If you have the dough to cop from C’H’C’M’ or any of our other 35 Slappiest Stores in the World, it’s money well spent, and special places are worth supporting. But even if you cop nothing there, the more you know2, the smarter and more assured you’ll be about the clothes you do cop — new and secondhand. And again, you’ll radiate a much higher level of lived-in, molecular-level sauce than some unimaginative autopilot “cop-by-the-numbers” MARK for whom money is no object.
That’s probably our no. 1 piece of practical advice, not merely for keeping costs down but for keeping swag levels high. Learn as much as you can about how to style clothes together and about how well-made clothes are actually made — touching fabrics, trying on garments, seeing them move IRL, flipping them inside out to discover whether the interior seams are flatlocked or flatfelled or French, peeping care tags re: materials, reading Mach 3+ style & culture sletters, etc.
Navigating new clothes and secondhand troves while armed with that knowledge is pimp, fire and — for the time being, anyway — inflation-proof ☮️☮️☮️!!
The B.L.I.S.S. List — a comprehensive index of Beautiful Life-Improving Spyplane Staples — is here.

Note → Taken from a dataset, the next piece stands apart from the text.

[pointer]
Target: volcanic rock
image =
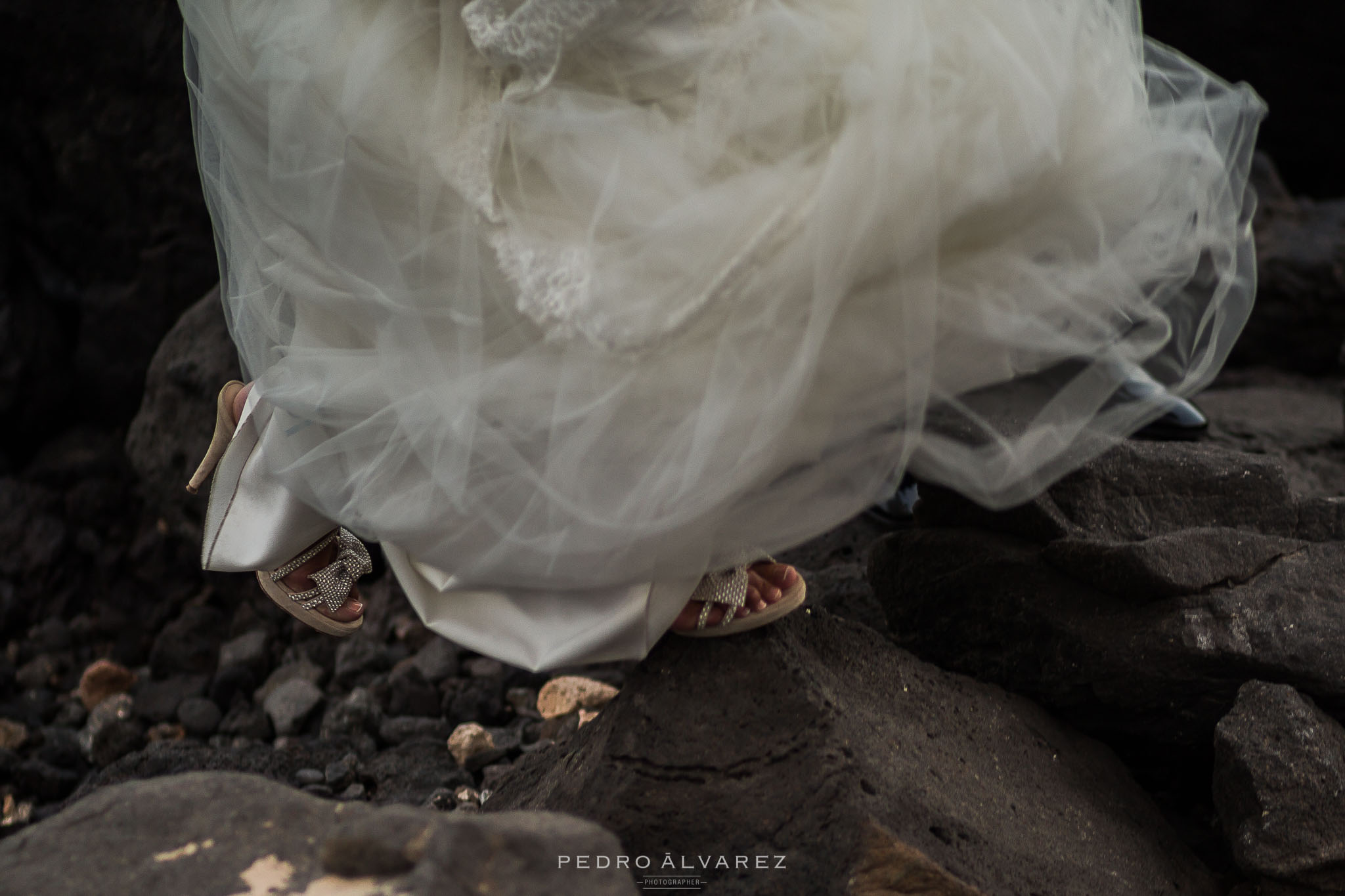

The SpyTalk Chat Room, where Spyfriends trade elite intel, is here.
I happened to write about one of my favorite secondhand-searching strategies just the other day, here. Also, keep in mind that if you bring secondhand finds to tailors to really dial in the fit, your overall cash outlay can remain low as you look disproportionately DOPE.
Erin grew up hitting museum retrospectives dedicated to the work of masters like Balenciaga, Schiaparelli and Dior, and she still makes a point to catch such shows to see greatness up close & personal.